Sialadenosis or sialosis is a non-inflammatory, non-neoplastic, non-painful, bilateral swelling of the major salivary glands and is usually most clinically apparent in the parotid glands. Histologically it is characterised by acinar cell hypertrophy and atrophy of striated ducts associated with oedema of interstitial connective tissue. There are a number of factors associated with this condition, including some drugs (particularly antihypertensive medications, sympathomimetics, antithyroid agents and phenothiazines), endocrine disorders and nutritional disorders. Treatment of the underlying pathology is the mainstay of treatment. Surgical management should only be considered for failure of medical management coupled with gross cosmetic concerns.
Salivary gland cysts
Cysts chiefly affect the parotid glands and may be congenital or acquired. Acquired cysts must be distinguished from cystic neoplasms and as such many are surgically excised. Retention cysts occur after duct obstruction and can occur with sialadenitis or sialadenosis. Similar cysts can occur in Sjögren’s syndrome and HIV. Mucoceles are mucosal swellings containing mucus. Most are located in the lower lip from a minor salivary gland. A particular type of extravasation mucocele is the ranula ; these arise from the sublingual gland and are termed ‘plunging’ if they penetrate through the mylohyoid muscle into the neck.
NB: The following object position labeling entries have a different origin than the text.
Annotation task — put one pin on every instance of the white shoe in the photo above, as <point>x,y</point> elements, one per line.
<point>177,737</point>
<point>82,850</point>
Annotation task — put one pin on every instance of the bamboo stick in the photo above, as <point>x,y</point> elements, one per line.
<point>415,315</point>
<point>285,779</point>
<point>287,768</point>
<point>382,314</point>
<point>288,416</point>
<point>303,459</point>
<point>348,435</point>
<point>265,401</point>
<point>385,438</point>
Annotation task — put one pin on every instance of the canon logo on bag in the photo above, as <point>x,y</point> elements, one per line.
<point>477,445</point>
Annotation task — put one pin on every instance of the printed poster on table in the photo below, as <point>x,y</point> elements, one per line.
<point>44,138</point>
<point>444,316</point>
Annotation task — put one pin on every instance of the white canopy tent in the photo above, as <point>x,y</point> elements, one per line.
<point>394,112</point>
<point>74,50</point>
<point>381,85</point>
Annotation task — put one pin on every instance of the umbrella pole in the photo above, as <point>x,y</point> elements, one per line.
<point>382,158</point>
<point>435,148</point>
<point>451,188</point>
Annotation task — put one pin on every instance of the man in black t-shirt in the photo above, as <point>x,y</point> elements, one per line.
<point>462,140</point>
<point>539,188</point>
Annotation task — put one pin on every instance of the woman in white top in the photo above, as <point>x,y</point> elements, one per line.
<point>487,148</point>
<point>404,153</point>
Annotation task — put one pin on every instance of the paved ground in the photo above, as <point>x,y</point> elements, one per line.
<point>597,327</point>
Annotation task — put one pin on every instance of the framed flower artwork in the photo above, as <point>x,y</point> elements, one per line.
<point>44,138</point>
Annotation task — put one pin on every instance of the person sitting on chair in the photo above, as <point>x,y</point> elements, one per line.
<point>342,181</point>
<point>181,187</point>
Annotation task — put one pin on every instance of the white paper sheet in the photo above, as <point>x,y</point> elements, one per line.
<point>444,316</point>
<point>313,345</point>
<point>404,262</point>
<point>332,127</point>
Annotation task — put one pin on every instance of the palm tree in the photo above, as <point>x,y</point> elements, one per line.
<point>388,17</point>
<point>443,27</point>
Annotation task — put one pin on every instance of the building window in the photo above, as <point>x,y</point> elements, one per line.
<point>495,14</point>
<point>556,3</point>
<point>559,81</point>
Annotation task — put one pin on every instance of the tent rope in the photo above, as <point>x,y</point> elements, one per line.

Radiotherapy to the head and neck region results in a chronic long-term dry mouth and is universally recognised by patients as one of the major determinants on quality of life after such treatment. Radiotherapy to the salivary glands results in decreased salivary flow. There is emerging evidence from randomised controlled studies supporting the use of intensity modulated radiotherapy (IMRT) in head and neck oncology, in allowing a reduced dose of radiation to the parotid glands resulting in an improved salivary flow. Whilst amifostine and pilocarpine have both been used to improve salivary flow, their use has never replaced the humble bottle of water in relieving the troublesome symptoms of a chronic dry mouth.